Corander Jukka, Waldmann Patrik, Marttinen Pekka, Sillanpää Mikko J
Rolf Nevanlinna Institute, P.O. Box 4, Fin-00014 University of Helsinki, Finland.
Bioinformatics. 2004 Oct 12;20(15):2363-9. doi: 10.1093/bioinformatics/bth250. Epub 2004 Apr 8.

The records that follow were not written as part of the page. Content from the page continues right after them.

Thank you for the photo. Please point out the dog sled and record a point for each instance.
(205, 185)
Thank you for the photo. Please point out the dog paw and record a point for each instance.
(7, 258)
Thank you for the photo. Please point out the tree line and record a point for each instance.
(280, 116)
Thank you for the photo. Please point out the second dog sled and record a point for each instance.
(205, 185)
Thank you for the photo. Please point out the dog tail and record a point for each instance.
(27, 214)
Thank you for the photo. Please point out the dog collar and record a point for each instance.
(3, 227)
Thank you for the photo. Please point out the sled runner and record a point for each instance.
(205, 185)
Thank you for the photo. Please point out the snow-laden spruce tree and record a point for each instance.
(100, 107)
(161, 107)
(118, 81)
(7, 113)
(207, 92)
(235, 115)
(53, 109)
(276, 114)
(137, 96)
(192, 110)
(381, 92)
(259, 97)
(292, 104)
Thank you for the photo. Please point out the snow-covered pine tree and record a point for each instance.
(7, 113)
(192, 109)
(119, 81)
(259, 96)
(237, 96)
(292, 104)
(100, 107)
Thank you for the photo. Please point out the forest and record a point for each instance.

Bayesian statistical methods based on simulation techniques have recently been shown to provide powerful tools for the analysis of genetic population structure. We have previously developed a Markov chain Monte Carlo (MCMC) algorithm for characterizing genetically divergent groups based on molecular markers and geographical sampling design of the dataset. However, for large-scale datasets such algorithms may get stuck to local maxima in the parameter space. Therefore, we have modified our earlier algorithm to support multiple parallel MCMC chains, with enhanced features that enable considerably faster and more reliable estimation compared to the earlier version of the algorithm. We consider also a hierarchical tree representation, from which a Bayesian model-averaged structure estimate can be extracted. The algorithm is implemented in a computer program that features a user-friendly interface and built-in graphics. The enhanced features are illustrated by analyses of simulated data and an extensive human molecular dataset.
Freely available at http://www.rni.helsinki.fi/~jic/bapspage.html.
基于模拟技术的贝叶斯统计方法最近已被证明可为遗传种群结构分析提供强大工具。我们之前开发了一种马尔可夫链蒙特卡罗(MCMC)算法,用于基于数据集的分子标记和地理采样设计来表征遗传分化群体。然而,对于大规模数据集,此类算法可能会在参数空间中陷入局部最大值。因此,我们对早期算法进行了修改,以支持多个并行的MCMC链,其增强功能使得与早期版本的算法相比,能够实现更快且更可靠的估计。我们还考虑了一种层次树表示,从中可以提取贝叶斯模型平均结构估计。该算法在一个具有用户友好界面和内置图形的计算机程序中实现。通过对模拟数据和大量人类分子数据集的分析来说明增强功能。